士師記の残りの三章は、その時代の道徳的衰微の記録で、恐ろしい犯罪とこれによって引き起こされた内戦が記してある。この部分は省略する。宗教的脱線混乱、道徳的衰微と内戦の三つの記録の次に、ルツ記 があって、この書は、そんなに恐ろしい堕落の時代にも一部にはまた、こんなに純粋な敬虔な人々もいたことを物語っている。ことにルツの証は美しい。やがてこの敬虔な家族から、ダビデ王が出るのである。

ルツ記 1章15〜22

オルパ・ルツは二人とも、しゅうとめナオミと共にゆくことを、泣いて頼んだが、ナオミの情理ともなう説得によって、オルパはあきらめて国に止まった。しかしルツは強情強固にナオミとはなれず、共にベツレヘムに行ったのである。 ルツはどんなに、言われても、孤独のナオミを一人去らせることは忍びなかった。
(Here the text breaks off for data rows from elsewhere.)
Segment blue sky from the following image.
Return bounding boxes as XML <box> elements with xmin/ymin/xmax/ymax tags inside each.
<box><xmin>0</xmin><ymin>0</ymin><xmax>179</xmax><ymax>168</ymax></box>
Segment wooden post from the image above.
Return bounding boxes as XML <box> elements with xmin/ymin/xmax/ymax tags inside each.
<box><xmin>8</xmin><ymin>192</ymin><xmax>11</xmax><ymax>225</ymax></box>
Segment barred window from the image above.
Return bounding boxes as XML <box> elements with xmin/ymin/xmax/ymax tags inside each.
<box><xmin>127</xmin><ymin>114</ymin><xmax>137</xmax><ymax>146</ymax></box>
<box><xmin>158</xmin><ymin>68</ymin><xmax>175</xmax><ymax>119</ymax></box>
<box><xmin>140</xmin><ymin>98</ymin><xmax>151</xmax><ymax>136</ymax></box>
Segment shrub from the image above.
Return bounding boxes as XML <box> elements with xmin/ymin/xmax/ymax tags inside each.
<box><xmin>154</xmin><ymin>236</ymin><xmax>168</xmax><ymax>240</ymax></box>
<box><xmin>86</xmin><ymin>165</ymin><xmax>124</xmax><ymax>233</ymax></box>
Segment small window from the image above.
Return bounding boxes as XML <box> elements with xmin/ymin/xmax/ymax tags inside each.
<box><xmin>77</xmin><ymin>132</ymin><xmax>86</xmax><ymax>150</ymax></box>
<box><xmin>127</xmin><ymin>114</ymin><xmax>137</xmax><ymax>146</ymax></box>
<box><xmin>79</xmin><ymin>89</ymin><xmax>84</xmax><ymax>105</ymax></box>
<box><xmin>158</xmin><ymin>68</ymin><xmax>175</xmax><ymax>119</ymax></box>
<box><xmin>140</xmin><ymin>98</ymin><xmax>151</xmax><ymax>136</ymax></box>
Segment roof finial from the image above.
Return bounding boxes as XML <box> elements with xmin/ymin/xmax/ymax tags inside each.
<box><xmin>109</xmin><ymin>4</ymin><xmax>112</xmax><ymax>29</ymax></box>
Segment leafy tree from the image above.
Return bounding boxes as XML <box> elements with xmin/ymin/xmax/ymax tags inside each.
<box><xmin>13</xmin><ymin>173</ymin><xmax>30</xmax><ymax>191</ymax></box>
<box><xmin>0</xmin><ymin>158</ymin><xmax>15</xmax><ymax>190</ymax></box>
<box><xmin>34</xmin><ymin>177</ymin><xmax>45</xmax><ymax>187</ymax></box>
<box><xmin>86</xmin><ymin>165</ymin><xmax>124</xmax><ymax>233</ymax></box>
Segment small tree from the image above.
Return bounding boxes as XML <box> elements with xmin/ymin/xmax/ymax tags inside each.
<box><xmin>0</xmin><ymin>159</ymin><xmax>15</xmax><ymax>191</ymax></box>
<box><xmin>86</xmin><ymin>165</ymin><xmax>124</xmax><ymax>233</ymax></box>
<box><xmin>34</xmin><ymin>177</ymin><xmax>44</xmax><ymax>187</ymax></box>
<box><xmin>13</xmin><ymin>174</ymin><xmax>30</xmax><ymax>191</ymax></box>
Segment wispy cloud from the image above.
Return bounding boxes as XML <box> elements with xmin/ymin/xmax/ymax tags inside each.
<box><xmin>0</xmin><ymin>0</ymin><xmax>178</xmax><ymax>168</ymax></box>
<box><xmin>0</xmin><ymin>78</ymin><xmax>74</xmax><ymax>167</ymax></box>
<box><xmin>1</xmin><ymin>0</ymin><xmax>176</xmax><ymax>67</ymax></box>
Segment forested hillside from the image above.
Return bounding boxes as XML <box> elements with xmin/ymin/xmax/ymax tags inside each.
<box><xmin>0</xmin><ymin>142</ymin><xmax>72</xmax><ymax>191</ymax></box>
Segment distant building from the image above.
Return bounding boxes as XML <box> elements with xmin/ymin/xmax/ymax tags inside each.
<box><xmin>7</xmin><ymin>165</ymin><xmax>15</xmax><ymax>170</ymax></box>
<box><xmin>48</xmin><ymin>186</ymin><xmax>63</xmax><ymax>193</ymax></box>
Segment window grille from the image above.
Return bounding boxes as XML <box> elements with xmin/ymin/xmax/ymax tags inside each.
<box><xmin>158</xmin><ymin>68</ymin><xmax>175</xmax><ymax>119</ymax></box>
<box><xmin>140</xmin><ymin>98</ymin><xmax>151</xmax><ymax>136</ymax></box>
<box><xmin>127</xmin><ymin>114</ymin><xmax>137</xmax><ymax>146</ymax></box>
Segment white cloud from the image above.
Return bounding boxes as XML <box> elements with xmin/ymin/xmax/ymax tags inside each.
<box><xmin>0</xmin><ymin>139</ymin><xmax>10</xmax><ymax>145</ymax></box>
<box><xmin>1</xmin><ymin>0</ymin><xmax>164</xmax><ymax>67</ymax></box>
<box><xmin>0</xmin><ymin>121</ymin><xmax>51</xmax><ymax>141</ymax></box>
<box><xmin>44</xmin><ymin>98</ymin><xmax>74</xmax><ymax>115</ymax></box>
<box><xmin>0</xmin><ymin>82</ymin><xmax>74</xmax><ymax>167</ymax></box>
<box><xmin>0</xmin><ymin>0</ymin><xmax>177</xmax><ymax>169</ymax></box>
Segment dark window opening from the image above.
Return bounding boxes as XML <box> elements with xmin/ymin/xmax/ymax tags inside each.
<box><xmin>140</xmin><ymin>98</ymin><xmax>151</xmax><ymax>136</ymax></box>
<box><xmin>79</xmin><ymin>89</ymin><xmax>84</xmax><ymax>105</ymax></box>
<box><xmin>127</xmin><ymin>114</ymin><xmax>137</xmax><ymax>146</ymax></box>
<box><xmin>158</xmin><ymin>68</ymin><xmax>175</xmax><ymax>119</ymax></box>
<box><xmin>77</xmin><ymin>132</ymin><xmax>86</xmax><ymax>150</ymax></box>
またルツは、この家族によって本当の信仰を学んだのであったから、それを棄てて異邦に止まることは、それこそ絶対にできなかったのである。

ルツ記 2章1〜13

ボアズはベツレヘムの有力者、富農であって、刈入れのとき「落穂まで細かく集めないで、それは田畑を持たない貧民に自由に拾わせなさい」という、いわゆる「愛の律法」に従い、貧民に対してやさしかったが、ルツには特に親切にした。それはかねて、ルツの信仰と、母親に対する献身のうわさを聞き、知っていたからである。悪い評判は案外早くひろがるものだが、良い評判もやはりひろがり、同じく善良な人の興味好意を引きつけるのは、ありがたい。

ルツ記 2章14〜23

ボアズのルツに対する親切は、大麦刈りから小麦刈りまで、一ヶ月以上つづき、ルツはその間、もっぱらボアズの畑で落穂を拾った。ナオミは夫の死後貧しくなったときに、自分の畑を人手にわたしてしまったらしい。さてそういう場合に、近い親戚で力のある者に、土地を買い戻してやる義務があるのだが、実際問題としてなかなか実行はむずかしかった。ボアズは親戚なので感心なルツを見るにつけその義務をも感じたが、同時にまた彼女に次第に愛情を抱くに至った。

ルツ記 3章1〜14

毎日のルツの報告から、ボアズのルツに対する好意を感じとったナオミが、ルツに教えて取らせた行為は、今日の道徳標準から見てかんばしいとは言えない。しかるにこの場合のボアズの態度は立派だった。感情が主で思慮の浅い女性につけこむことはしなかった。彼も、ルツとの結婚を決意したらしいが、今はやさしく注意深くルツを去らせた。そして、結婚の手続きをとることを約束した。世の中には、女性をだましてもて遊ぶ男も多いのに。

ルツ記 4章1〜17

ナオミ、ルツにはボアズよりももっと近い親戚がいたので、その人の方が親戚の義務も優先する。ボアズはまずその人と交渉した。彼は土地は買戻してやってもいいが、ルツの責任をとることは困ると言って、ボアズに一切をまかせることになった。ボアズはこの間祈りつつ、結果を神のみ心にゆだねていたが、今はいよいよルツと結婚するように道が開かれて来たのである。その孫に有名なダビデ王が生まれることになるのも、決して偶然ではない。